Elixir's GenStage flips the direction: consumers demand a number of events. Producers supply at most that many:

Demand propagation

When the pipeline boots, the consumers at the end of the system (at stage N) send demand to the stage before them (stage N-1). Demand is just an integer, indicating the number of messages the stage is ready for. Demand is sent using cast/2 so that it doesn't block:

Demand propagating from the Delivery pipeline upstream to the ReorderBuffer.

As each stage receives demand, it propagates that demand up to the prior stage. Finally, that demand reaches SlotProducer. SlotProducer keeps track of the demand it has received from each consumer:

Counters for each Processor are kept by SlotProducer. Each starts at 1000.

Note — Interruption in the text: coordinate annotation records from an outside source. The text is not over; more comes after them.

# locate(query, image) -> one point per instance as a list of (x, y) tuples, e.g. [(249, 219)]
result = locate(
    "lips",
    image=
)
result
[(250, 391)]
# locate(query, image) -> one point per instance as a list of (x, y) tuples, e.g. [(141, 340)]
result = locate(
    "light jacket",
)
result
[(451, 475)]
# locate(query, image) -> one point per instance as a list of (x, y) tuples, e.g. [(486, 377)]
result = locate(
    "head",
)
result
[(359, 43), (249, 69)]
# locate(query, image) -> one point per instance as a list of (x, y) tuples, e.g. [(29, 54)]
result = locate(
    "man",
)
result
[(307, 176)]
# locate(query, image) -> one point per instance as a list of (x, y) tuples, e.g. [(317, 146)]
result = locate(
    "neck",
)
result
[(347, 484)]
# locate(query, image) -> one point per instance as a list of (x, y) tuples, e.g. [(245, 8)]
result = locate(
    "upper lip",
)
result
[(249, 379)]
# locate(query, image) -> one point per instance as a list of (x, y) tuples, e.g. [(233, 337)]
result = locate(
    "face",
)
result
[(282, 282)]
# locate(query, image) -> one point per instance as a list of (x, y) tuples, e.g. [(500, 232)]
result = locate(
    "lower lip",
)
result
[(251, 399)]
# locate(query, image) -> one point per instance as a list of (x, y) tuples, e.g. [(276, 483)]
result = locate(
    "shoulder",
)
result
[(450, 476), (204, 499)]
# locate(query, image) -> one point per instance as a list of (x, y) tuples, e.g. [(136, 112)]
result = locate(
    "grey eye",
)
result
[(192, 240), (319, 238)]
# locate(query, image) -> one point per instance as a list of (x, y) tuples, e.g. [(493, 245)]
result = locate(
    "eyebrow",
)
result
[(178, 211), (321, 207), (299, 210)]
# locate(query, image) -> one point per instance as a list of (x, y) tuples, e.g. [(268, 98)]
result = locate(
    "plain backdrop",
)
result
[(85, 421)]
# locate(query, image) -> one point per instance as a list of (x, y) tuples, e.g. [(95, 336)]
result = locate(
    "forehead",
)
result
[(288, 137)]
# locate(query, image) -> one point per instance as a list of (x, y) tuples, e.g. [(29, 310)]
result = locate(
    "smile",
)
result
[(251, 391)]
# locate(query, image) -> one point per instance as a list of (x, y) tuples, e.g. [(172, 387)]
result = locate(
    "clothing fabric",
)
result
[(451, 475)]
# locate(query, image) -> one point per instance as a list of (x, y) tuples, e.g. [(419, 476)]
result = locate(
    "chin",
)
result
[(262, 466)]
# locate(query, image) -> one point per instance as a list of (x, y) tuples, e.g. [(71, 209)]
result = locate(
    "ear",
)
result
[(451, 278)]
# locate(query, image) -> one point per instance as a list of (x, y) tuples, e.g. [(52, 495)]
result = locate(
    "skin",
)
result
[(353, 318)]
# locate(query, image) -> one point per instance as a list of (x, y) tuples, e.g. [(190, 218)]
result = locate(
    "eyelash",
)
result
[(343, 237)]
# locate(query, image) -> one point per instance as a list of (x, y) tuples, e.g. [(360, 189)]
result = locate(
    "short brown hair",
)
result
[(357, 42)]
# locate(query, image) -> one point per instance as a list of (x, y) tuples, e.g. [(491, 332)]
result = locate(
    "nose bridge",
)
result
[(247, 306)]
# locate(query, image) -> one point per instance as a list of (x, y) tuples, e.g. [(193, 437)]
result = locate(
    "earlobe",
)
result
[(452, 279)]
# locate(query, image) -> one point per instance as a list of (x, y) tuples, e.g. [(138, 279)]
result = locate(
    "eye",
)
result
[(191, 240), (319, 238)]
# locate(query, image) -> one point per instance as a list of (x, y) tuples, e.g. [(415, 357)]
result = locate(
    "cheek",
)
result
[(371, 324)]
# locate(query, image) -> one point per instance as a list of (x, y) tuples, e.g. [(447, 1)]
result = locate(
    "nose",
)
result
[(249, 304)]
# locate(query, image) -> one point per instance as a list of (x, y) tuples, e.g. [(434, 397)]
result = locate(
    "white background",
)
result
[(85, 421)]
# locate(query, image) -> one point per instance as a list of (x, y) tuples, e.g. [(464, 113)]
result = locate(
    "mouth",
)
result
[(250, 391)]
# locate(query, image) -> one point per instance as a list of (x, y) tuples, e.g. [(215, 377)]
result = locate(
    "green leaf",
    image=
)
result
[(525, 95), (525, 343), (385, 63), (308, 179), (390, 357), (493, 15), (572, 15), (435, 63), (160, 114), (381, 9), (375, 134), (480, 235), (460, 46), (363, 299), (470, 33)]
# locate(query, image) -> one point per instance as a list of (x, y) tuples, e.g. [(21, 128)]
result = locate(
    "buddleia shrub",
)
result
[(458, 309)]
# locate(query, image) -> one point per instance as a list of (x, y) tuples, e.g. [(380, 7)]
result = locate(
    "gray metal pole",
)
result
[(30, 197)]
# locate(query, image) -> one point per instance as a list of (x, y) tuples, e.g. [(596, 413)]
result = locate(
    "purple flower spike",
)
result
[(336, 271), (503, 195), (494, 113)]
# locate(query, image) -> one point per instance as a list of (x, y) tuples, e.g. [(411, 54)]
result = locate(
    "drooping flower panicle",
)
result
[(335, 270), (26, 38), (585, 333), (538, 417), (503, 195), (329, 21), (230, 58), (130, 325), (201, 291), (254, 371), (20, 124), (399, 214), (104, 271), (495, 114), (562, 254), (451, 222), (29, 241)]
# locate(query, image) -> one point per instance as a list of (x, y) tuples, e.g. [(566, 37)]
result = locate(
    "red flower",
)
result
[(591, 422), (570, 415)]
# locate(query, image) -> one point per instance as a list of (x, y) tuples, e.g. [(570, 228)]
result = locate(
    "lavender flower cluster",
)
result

In this example, before any messages have entered the system, SlotProducer knows the pipeline has indicated it can handle 3000 messages (1000 per Processor).

Messages flow in from the Postgres replication slot. SlotProducer fans those messages out to each Processor. Importantly, it can now cast/2 those messages, because–as we'll see–demand controls for back-pressure.

As SlotProducer sends a batch of messages to a Processor, GenStage decrements that message count from the outstanding demand counter for that Processor:

Counters for each Processor are kept by SlotProducer. The counter for the first Processor has decremented to 997.

Periodically, as the end of the pipeline chews through messages, it will send new demand upstream. This is handled for you by GenStage, as consumers process messages. That demand tops up all counters.

Handling a burst

Now, here's the important bit: let's say that a giant transaction commits to Postgres. The rate of inbound messages from Postgres skyrockets.

As the pipeline saturates, the outstanding demand for each Processor falls to 0:

Counters for each Processor has collapsed to 0 – the pipeline is saturated with messages.

At that point, SlotProducer knows that the pipeline is saturated and doesn't have any room for more messages. It can then apply back-pressure to Postgres, in the form of not reading in any more messages from the TCP socket.

This allows our pipeline to stay saturated without blowing up memory.

So, in this way, we can use cast/2 for sending messages through the pipeline, which means no waiting. And demand gives us back-pressure, ensuring that we don't overload our system.

Going further

In addition to GenStage, there's a library built on top of GenStage called Broadway. It's a tailored version GenStage pipeline specifically focused on consuming from sources like Kafka, SQS, etc.

I also recently recorded a video where I walk through the first several commits of our very own SlotProducer if you want to see an example of a real-world GenStage producer.

Thanks to GenStage, Sequin's able to provide a low-latency data pipeline out of Postgres that easily saturates cores. That means it's fast and vertically scales nicely.